Ian Ritter is Online Content Manager at GRS Group

Ian Ritter is Online Content Manager at GRS Group

Commercial real estate development has mostly been stagnant since the recession, and with the exception of apartments and single-tenant retail parcels, not a lot has gone on.

However, this could be changing. Bob Sonnenblick of Sonnenblick Development recently told us how it’s a good time to be a developer in the hotel sector. There is also some spec office development in Denver.

Meanwhile, we are starting to see a lot of land deals that are expected to result in a variety of commercial real estate developments. Of course, land deals don’t mean that a project is guaranteed completion, but there are some encouraging signs out there.

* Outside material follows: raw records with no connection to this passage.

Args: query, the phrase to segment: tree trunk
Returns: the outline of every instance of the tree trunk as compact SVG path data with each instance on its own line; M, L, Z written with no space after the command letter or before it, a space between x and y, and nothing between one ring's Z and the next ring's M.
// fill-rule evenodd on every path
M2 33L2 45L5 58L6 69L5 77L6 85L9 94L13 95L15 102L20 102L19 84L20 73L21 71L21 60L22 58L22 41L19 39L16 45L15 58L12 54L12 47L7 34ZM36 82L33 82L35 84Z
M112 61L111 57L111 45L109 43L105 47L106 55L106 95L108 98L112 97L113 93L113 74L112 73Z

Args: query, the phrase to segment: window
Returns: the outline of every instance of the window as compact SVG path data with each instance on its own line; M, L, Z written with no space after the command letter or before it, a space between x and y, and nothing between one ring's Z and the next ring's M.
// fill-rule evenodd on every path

A team at Colliers International South Florida has sold more than two million square feet of surplus land, in several parcels, for building materials corporation CEMEX, since 2011 and has more to market.

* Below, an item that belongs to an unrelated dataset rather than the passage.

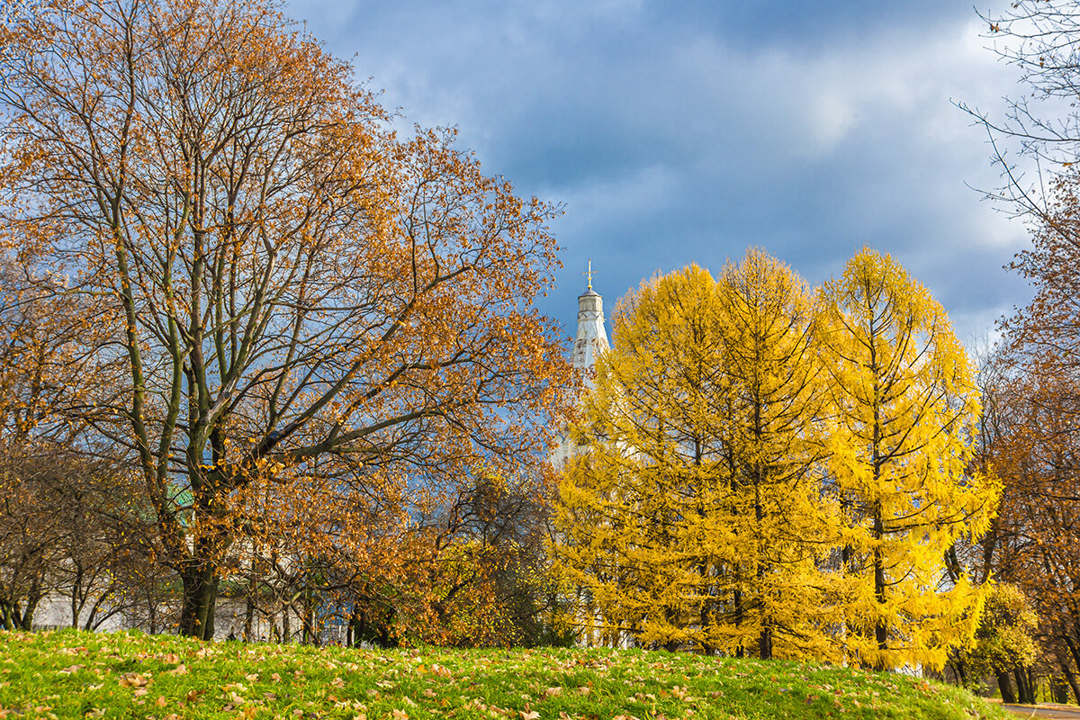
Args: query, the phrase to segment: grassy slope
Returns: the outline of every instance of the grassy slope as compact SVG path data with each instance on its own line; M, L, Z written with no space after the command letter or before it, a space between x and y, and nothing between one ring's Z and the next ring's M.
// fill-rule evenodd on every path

In South Carolina, an economic development group, the Lowcountry Economic Alliance, seeks $59 million to buy about 1,200 acres in the state’s south coast. It hopes to attract development by aerospace, technology and defense firms looking to expand.

Apparently there is even vacant land in New York City ripe for development, some think. Mayor Bill de Blasio wants about 200,000 units of affordable housing, as well as various retail projects developed on sites in the city, though those sites weren’t specified.

In Upstate New York, Kirchhoff Cos. is buying 1.5 acres in downtown Troy to build a $27-million mixed-use project that would include luxury apartments and a farmer’s market.

Do you see these land deals resulting in a flurry of new projects? Is commercial real estate development back in a big way?